Im Fall Georgien war und ist meine Rahmen- Vorstellung, daß Rußland wieder eine expansive, imperialistische Macht geworden ist; also traue ich es Putin zu, diesen Krieg vorbereitet und gewollt zu haben. Ob Saakaschwili die Wahrheit sagt, ist eine andere Frage. Wenn Sie meine Artikel dazu chronologisch lesen, werden sie finden, daß ich erst nur beide Versionen nebeneinander diskutiert habe, dann immer mehr der von Saakaschwili zugeneigt habe und am Ende wieder skeptischer war.
Zitat von Omni Bei Ihrer Kritik von SPON kam mir die Redensart vom halbvollen und halbleeren Glas in den Sinn. Kann man SPON den Vorwurf machen, dass es den Zustand des Iraks als ein halbleeres Glas zeichnet? Sicherlich. Zu erwarten wäre, dass stets 50% der Artikel das Glas als halbleer beschreiben und 50% das Glas als halbvoll. Aber selbst dann würde sich vielleicht der eine Leser über die Halbvoll-Artikel aufregen, der andere über die Halbleer-Artikel.
Wenn's denn so wäre, lieber Omni. Aber "Spiegel-Online" hat jahrelang, als es im Irak schlecht stand, buchstäblich zu jeder Bombe einen Aufmacher gehabt (ich habe das damals, noch in Schrippes Forum, manchmal dokumentiert). Und seit es im Irak aufwärts geht, ist er fast aus deren Berichterstattung verschwunden. Gut, only bad news is good news. Aber "Spiegel-Online" nimmt ja für sich in Anspruch, seriös zu sein.
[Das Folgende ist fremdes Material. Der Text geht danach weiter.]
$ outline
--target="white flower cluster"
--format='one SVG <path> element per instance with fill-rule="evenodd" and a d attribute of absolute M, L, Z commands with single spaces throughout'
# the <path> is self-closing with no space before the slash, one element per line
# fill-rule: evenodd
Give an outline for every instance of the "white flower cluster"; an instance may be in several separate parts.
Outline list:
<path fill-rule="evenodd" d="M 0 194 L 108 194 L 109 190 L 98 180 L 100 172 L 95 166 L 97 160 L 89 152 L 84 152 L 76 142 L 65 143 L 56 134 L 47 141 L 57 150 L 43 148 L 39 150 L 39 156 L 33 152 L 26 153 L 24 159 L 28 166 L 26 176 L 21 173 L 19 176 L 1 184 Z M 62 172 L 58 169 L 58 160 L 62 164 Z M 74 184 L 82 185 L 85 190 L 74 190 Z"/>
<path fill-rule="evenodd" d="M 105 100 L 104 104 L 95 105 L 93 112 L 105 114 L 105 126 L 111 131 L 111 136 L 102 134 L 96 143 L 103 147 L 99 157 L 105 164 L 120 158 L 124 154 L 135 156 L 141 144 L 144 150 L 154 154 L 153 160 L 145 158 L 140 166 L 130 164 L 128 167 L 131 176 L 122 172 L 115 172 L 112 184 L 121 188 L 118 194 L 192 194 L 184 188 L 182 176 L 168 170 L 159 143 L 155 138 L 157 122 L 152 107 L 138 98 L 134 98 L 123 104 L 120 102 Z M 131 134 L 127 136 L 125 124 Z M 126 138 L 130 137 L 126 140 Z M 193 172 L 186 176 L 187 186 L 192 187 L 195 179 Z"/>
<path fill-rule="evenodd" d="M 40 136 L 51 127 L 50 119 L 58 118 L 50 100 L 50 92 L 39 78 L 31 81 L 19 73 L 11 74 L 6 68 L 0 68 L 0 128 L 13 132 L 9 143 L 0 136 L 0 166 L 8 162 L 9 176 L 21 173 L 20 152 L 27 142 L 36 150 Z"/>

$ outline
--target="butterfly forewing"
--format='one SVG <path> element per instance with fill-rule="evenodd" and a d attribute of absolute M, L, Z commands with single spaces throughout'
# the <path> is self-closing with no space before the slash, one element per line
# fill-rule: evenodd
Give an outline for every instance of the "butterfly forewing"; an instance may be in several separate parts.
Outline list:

Zitat von Omni Aber vielleicht ist es schon ein gewisser Erkenntnisfortschritt, wenn man sich dieser subjektiven Beschränkung des eigenen Denkens wenigstens bewusst ist.
Und wenn man sie nicht für ein bequemes Ruhekissen hält. Denn diese Einsicht kann ja auch zu der Haltung führen: Berichterstattung ist eh immer subjektiv, also brauche ich keine Rücksicht mehr auf die Sachverhalte, auf beide Seiten der Medaille zu nehmen.
Das kann man aber sehr wohl. Ein subjektives Moment wird immer da sein, aber man kann es verringern.